Sunday, 2 December 2007


KUALA LUMPUR, Dec 1 (AFP): Malaysians must brace for gas and electricity price hikes, according to reports today, shortly after the government signalled further deeply unpopular fuel price increases.
Deputy Prime Minister Najib Razak said the government was weighing the impact on consumers as well as on utility giants like Tenaga Nasional (TNB), the New Straits Times reported.
"We do not want the people to be overburdened with the review of gas and petroleum prices.

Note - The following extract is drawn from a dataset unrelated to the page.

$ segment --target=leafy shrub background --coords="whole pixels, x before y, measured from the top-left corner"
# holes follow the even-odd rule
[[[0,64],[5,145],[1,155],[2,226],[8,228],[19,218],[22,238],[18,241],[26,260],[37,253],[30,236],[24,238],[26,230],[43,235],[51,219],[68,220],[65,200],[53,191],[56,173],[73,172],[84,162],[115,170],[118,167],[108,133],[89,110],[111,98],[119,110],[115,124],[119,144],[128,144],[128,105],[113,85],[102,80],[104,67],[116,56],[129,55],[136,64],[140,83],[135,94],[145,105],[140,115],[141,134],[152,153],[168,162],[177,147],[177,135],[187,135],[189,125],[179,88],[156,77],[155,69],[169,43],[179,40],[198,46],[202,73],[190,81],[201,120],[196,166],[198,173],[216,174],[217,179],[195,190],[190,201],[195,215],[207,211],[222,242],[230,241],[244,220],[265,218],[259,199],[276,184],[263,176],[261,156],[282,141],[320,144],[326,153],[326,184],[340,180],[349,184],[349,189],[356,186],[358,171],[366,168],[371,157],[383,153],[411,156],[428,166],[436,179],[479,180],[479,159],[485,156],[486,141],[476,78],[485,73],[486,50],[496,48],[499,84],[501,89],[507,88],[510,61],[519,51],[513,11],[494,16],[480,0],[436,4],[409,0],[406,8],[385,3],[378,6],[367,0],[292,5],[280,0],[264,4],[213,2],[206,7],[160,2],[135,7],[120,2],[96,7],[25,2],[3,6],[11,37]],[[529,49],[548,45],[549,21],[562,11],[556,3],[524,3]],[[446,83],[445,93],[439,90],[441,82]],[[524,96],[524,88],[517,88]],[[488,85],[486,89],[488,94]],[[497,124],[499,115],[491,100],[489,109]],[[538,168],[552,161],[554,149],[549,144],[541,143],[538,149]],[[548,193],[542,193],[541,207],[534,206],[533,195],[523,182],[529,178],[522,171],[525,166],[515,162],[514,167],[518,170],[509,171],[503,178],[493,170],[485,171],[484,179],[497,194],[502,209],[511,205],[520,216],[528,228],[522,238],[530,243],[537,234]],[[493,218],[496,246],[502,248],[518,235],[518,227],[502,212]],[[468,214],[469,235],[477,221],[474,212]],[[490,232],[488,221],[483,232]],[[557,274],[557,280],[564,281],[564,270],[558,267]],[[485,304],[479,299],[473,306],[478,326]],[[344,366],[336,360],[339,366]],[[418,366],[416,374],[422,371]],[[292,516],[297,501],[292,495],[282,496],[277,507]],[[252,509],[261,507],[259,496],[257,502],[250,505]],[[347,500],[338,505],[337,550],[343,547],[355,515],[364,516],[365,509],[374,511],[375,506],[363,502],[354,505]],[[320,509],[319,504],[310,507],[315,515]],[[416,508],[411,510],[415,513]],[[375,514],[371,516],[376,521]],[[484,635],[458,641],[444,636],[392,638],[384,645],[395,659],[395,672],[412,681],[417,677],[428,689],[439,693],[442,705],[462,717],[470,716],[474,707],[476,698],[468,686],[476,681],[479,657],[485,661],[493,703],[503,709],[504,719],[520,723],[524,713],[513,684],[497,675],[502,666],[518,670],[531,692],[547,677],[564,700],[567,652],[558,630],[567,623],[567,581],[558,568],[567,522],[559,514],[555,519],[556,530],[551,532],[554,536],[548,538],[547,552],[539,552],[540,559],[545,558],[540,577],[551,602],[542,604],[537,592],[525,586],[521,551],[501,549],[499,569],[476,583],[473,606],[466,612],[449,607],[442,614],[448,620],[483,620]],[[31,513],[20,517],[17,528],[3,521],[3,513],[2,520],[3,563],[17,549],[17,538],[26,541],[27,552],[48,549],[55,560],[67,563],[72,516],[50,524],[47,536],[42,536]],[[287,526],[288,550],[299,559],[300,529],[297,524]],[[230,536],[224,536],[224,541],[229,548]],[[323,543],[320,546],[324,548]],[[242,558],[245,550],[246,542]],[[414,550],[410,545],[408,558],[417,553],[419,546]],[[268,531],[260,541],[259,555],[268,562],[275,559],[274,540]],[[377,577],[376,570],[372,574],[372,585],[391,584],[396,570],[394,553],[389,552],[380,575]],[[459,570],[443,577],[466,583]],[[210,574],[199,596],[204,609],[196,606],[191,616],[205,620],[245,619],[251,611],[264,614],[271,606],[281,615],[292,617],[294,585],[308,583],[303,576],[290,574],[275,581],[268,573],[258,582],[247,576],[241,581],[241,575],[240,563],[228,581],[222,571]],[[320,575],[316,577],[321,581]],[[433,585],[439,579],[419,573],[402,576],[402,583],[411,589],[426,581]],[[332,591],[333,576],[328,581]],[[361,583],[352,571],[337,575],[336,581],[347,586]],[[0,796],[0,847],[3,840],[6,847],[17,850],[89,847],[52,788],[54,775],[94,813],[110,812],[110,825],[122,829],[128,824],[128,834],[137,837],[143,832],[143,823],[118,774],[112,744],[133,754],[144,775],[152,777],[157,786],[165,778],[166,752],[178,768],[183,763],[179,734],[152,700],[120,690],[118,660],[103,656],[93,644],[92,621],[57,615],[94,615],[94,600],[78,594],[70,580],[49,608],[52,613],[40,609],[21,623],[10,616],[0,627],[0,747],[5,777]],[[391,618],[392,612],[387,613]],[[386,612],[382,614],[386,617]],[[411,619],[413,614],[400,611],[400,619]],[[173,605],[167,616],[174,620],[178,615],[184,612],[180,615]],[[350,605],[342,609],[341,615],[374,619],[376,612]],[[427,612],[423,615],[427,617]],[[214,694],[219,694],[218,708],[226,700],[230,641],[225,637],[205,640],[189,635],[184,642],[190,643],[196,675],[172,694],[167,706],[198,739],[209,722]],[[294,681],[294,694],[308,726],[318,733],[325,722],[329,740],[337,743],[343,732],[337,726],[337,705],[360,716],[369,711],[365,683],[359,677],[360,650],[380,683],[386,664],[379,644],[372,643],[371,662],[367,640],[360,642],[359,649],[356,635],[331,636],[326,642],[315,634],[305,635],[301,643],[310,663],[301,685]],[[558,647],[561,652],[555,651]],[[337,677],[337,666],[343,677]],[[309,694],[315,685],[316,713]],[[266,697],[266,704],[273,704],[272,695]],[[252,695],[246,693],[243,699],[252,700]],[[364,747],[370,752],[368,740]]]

But at the same time, we are also mindful that any review should not undermine or arrest strategic companies like TNB," he said.
Najib, who is on a visit to Hong Kong, did not give any timeline but said gas and electricity prices would be reviewed together.
The New Straits Times said the increase was likely to be implemented early in the new year.
Malaysia's government has been preparing the electorate for bad news on power and fuel prices as it prepares the ground for elections.
The polls had been expected to be held in early 2008 but observers say Prime Minister Abdullah Ahmad Badawi is likely to distance them as much as possible from the price hikes, and instead hold them later in the year.
Abdullah said earlier this month that energy subsidies would have to be reduced, as Malaysia could no longer afford to spend 35 billion ringgit (10.5 billion dollars) in oil and gas subsidies each year.
"We need to restructure this subsidy," he said. "The subsidy should be given to those who need it."
Malaysia imposed its highest-ever fuel price rises in February 2006, citing the spiralling cost of crude oil, and pledged to use the cost savings to boost the country's substandard transport system.
Following the sharp hike, political and civil groups organised rare demonstrations in the streets of the capital Kuala Lumpur to condemn the decision, arguing it was unnecessary as Malaysia is a net exporter of oil.
The last electricity tariff hike came in June 2006, when the government approved a 12 per cent increase, the first in almost a decade.